Amplitude relations in field and string theory are not only of practical use to simplify computations but also shed light on their underlying quantum structure. As a consequence such relations very often allow to reveal hidden symmetries and give rise to new ideas and concepts of reformulating the original theory. We will exhibit relations between gauge and gravity amplitudes in field and string theory, which point into a deeper connection between gauge and gravity amplitudes. Furthermore, the properties of scattering amplitudes in both gauge and gravity theories suggest a deeper understanding from string theory. Studying the geometric properties of the string world–sheet proves to be very fruitful for a better understanding of the structure and symmetries of amplitudes. In particular, monodromy properties of the string world–sheet provide interesting mathematical identities and physical constraints. In this talk we shall elucidate some of these relations, connections and symmetries.

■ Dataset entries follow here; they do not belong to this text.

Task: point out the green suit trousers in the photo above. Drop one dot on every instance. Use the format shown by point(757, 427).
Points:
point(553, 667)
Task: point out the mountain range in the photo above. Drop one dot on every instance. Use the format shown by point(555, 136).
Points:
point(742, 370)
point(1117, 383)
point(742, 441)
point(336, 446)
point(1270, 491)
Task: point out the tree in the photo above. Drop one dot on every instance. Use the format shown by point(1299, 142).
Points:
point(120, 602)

Jose Edelstein "Causality constraints in gravitational theories"

I will consider higher derivative corrections to the graviton 3-point coupling within a weakly coupled theory of gravity. Lorentz invariance allows further structures beyond that of Einstein’s theory. I will argue that these structures are constrained by causality, and show that the problem cannot be fixed by adding conventional particles with low spin but adding an infinite tower of massive particles with higher spins. Implications of this result in the context of AdS/CFT, quantum gravity in asymptotically at space-times, and non-Gaussianity features of primordial gravitational waves are discussed. The case of 3D gravity is briefly discussed.

James Sparks "Supersymmetric holography, and exact results in AdS/CFT from localization"

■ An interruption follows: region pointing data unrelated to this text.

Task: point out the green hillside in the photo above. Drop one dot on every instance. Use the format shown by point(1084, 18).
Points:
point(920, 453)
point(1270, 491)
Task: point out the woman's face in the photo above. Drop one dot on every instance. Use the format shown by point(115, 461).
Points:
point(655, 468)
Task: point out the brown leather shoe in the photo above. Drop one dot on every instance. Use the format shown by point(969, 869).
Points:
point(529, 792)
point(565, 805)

Alessandra Gnecchi "Aspects of black holes and holography in gauged Supergravity"

After reviewing properties of BPS black holes, I will present their supersymmetric flow in N=2 four dimensional gauged Supergravity, with particular emphasis on electric-magnetic duality properties. I will then describe the holographic renormalization needed to define physical quantities for black holes and black branes in AdS at finite temperature, in presence of scalar and vector fields. The last part of the talk with discuss thermodynamic properties and phase space of black branes in AdS, with the identification of a quantum critical point and its possible holographic interpretation.

Richard Davison "Diffusion and chaos in holographic systems at non-zero density"

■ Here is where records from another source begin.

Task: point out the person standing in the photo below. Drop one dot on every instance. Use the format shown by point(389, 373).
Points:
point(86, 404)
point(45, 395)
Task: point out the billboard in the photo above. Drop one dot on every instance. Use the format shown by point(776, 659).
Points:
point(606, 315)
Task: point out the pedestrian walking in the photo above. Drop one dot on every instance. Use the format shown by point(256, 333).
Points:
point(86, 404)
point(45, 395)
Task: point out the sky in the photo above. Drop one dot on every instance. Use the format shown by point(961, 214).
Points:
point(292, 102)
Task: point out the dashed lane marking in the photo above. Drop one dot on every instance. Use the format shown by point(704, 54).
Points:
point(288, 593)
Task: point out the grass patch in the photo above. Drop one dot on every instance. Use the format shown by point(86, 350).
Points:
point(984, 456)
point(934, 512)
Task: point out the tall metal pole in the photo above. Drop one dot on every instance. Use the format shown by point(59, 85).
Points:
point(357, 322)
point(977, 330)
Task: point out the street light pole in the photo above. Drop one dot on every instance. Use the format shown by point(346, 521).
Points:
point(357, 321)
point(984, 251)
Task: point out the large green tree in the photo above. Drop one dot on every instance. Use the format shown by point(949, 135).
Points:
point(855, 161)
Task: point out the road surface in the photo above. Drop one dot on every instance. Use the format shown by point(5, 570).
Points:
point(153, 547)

Recent work has uncovered relations between the rate at which chaotic behaviour spreads in strongly interacting quantum systems, and the diffusivities of certain processes in these systems. Focusing mainly on holographic examples, I will explore the extent to which these relations hold in states at non-zero density, where the diffusion of charge and energy are no longer independent processes.

Prem Kumar "Higher spins, entanglement and time dependence in CFT_2/AdS_3"

We review some universal aspects of Renyi entropies of entanglement, in equilibrium and with local quenches, in 2d CFTs with W-symmetry,in the presence of chemical potentials for higher spin charge. We explain how these results are nontrivially reproduced by bulk higher spin black holes in the Chern-Simons formulation of higher spins on AdS_3. We use the bulk formulation to show that bounds on the scrambling time are violated in the presence of higher spin charge, and present some CFT results on scrambling time in the presence of higher spin chemical potentials.